Na Lapa, Rafael França (natural de Curitiba) é proprietário de uma fazenda na localidade de Santo Amaro. Lá, há aproximadamente um ano, decidiu iniciar a produção de cerveja artesanal, junto de seu sócio Frederico Virmond.

No local, por enquanto, fabricam a cerveja da forma mais simples, com o cozimento dos ingredientes em panelas. O trabalho manual exige paciência e controle de todo o processo para garantir o sabor e a cor esperada.

“Dos vários tipos de cerveja, além do malte, lúpulo, levedura e água, existem outros que, no preparo, recebem ingredientes diferenciados, como frutas ou temperos. Estávamos com a ideia de produzir no campo, com as coisas que plantamos lá. Sempre plantei cevada, tentando produzir malte, mas não temos ainda como precisa ser. E meu irmão tem plantado lúpulo. Estamos tentando desenvolver este lado e tentado produzir com as coisas que temos na fazenda, ou ao menos aproveitando o que temos. São vários os tipos de malte, vários os tipos de lúpulo e diferentes estilos de cerveja. Então, a variedade de gosto é quase infinita e depende de como ocorre o processo de fabricação”, explica Rafael.

PROCESSO

França explicou como é o processo da fabricação. “Pega-se o malte – sendo que o principal malte é o feito da cevada. Com a diferença na torra da cevada se obtém um determinado tipo de malte. Quando você mistura o malte na água e deixa na temperatura certa, começa a surgir o amido na água e uma bebida muito açucarada. O lúpulo tem a função de dar o amargor da cerveja e, conforme a hora que for aplicado, pode se ter um aroma e sabor diferente naquela bebida. Depois que acaba a fervura, se aplica a levedura e ela vai transformar o açúcar em álcool. Dependendo da cerveja, pode se ter um nível de 3% de álcool ou 16 a 17% de álcool, como cervejas que são guardadas e descansadas”, ensina.
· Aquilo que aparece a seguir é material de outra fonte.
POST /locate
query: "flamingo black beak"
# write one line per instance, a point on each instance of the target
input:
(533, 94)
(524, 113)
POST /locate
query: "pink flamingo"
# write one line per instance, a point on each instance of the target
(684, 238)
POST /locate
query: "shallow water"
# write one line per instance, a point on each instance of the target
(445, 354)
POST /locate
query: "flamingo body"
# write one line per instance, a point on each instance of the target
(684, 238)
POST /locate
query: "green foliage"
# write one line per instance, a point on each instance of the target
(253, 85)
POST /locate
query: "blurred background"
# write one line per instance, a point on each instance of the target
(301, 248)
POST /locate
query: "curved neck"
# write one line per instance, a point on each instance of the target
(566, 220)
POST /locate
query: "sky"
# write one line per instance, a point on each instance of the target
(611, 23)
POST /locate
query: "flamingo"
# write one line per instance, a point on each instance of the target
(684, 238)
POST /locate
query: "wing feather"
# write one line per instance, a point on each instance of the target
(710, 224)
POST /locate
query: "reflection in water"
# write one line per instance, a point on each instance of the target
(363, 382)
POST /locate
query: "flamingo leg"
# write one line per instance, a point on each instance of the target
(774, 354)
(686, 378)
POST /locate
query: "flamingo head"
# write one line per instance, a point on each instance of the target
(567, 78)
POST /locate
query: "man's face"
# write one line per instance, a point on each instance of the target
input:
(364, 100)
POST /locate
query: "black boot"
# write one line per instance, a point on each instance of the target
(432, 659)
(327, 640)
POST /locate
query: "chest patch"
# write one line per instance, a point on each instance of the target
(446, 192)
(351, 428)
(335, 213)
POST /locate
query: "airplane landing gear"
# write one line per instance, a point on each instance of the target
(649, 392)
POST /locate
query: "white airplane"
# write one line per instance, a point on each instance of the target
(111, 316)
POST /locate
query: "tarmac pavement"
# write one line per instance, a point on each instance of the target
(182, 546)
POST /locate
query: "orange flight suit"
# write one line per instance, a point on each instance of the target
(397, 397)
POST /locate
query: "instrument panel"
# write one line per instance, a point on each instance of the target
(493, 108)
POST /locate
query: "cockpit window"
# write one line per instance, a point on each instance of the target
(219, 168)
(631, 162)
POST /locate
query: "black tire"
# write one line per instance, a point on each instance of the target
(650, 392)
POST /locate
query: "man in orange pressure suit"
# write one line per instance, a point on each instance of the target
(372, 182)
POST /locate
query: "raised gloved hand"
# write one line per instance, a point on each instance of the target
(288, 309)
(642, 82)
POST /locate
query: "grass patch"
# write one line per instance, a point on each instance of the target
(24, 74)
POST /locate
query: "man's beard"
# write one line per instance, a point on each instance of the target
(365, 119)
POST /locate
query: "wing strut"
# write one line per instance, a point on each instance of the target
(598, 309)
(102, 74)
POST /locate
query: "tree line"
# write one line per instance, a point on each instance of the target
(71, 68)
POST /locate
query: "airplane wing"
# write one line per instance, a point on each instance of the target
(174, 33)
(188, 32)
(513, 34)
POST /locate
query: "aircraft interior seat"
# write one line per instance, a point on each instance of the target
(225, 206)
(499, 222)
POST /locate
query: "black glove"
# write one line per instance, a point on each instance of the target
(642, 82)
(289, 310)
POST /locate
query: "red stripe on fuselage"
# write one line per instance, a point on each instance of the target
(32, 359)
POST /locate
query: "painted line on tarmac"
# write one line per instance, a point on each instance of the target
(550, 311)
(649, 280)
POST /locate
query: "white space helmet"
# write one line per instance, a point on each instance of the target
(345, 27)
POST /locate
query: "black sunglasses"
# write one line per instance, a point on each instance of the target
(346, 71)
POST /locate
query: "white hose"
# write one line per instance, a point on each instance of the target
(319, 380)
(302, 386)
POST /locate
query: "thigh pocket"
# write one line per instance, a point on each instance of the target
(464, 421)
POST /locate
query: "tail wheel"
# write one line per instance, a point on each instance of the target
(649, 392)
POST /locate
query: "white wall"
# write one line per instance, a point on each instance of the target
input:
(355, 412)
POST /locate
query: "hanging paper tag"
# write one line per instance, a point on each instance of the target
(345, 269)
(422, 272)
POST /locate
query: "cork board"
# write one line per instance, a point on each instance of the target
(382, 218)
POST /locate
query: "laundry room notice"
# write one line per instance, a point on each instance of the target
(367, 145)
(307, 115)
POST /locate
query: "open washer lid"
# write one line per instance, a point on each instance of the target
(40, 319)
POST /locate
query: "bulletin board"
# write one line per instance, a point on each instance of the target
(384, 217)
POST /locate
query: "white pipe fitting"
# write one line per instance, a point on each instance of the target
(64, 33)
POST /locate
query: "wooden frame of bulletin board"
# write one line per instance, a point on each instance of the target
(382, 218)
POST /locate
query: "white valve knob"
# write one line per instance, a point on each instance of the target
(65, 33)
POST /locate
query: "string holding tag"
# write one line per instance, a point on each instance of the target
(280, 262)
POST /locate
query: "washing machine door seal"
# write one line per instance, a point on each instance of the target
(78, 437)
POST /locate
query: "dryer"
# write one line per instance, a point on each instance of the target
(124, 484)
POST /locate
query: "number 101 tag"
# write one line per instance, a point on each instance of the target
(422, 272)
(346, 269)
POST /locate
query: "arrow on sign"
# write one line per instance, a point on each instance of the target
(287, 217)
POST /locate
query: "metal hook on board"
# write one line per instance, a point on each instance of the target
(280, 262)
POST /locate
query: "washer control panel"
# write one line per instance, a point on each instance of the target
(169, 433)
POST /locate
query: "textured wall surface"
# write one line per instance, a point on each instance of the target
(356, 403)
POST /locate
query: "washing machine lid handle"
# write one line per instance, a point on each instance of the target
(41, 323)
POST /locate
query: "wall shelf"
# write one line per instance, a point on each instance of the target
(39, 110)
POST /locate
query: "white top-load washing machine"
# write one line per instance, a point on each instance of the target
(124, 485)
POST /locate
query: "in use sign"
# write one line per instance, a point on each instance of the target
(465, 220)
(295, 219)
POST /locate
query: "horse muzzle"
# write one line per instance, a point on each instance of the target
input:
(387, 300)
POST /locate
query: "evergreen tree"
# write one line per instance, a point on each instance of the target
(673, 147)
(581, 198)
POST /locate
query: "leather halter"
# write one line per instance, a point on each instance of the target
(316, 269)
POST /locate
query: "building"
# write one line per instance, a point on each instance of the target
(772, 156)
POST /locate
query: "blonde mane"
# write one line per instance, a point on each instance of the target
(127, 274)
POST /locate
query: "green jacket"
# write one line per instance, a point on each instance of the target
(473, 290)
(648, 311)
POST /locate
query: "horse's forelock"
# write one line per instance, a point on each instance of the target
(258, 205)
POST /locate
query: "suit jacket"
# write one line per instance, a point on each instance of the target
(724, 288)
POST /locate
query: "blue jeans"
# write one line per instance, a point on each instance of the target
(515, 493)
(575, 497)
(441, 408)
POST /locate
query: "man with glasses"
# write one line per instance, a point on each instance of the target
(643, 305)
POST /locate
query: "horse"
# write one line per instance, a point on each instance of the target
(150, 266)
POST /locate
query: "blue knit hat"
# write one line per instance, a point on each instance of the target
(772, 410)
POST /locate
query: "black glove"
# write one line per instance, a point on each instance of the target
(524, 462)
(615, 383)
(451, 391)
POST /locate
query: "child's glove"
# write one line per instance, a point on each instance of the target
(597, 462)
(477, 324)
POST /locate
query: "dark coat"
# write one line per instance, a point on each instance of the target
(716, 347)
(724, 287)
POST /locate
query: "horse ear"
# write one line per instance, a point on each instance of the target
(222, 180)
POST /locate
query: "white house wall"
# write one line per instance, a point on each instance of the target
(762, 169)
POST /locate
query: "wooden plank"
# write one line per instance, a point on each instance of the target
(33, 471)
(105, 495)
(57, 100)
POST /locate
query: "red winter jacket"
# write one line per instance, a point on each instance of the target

A cerveja artesanal chama a atenção por geralmente ficar muito saborosa, encorpada. Isso atiça a curiosidade de muitos para conhecer o processo e a importância de cada etapa, saber mais sobre as receitas, os ingredientes utilizados, a forma de cozimento, o descanso… Enfim, todo o processo até que se possa apreciar a bebida, curtindo todo seu sabor.
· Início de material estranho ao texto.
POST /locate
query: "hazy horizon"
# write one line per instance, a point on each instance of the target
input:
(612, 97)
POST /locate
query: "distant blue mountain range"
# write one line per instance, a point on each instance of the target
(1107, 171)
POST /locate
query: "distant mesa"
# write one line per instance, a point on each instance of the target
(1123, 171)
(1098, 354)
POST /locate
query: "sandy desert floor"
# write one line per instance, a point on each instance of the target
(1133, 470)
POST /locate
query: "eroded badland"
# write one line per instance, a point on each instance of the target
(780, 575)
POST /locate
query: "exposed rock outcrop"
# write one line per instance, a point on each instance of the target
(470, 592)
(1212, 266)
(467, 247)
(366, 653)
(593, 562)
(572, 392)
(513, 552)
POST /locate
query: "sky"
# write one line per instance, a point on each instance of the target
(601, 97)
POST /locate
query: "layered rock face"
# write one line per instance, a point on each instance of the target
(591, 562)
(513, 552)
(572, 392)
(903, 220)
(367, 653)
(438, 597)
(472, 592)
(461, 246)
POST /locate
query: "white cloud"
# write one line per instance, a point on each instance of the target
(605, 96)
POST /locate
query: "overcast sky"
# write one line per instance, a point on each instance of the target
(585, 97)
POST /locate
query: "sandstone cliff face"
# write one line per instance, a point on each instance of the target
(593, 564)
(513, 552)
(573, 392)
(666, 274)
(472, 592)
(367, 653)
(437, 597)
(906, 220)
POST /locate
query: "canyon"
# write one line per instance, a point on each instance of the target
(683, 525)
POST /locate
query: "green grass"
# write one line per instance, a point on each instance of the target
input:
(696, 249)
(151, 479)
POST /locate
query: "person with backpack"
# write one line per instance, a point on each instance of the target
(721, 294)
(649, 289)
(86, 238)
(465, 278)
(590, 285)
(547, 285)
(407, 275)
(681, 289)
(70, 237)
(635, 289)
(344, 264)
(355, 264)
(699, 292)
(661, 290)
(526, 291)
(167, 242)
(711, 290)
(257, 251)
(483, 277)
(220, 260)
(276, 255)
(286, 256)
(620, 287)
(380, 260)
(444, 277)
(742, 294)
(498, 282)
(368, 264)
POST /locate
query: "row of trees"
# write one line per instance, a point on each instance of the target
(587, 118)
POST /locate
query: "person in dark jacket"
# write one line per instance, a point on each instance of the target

Rafael contou que, para produzir a bebida, buscou estudar a cerveja. E, como bom consumidor, afirma saber apreciar e identificar a qualidade de cada uma, com seu paladar apurado.

Segundo ele, a intenção é expandir o negócio, com as receitas formuladas a partir de todos os estudos e o conhecimento adquirido. Pretende levar suas receitas para uma estrutura de cervejaria produzi-la, como muitas outras marcas já fazem, e futuramente comercializar tanto em barris como em garrafas.

Atualmente, o trabalho na fabricação é basicamente manual. Ele explica aos interessados que, para uma pessoa começar a fazer a cerveja em casa, o investimento é considerado pequeno. Com a prática, pode ir melhorando os resultados, em sabores e tipos.

E por falar em sabores e tipos, França pode ser considerado um “descobridor” de sabores de cerveja. Neste ano viajou para a Bélgica e Inglaterra, especialmente para experimentar as cervejas produzidas lá. Já realizou inúmeras viagens para degustar as bebidas produzidas artesanalmente. Para ele, muitas pessoas podem ainda sentir-se inseguros em beber cerveja artesanal, mas a cada dia as cervejarias pequenas estão ganhando espaço e caindo no gosto de quem sabe o que é bom apreciar!

O trabalho manual exige paciência e controle de todo o processo para garantir o sabor e a cor esperada.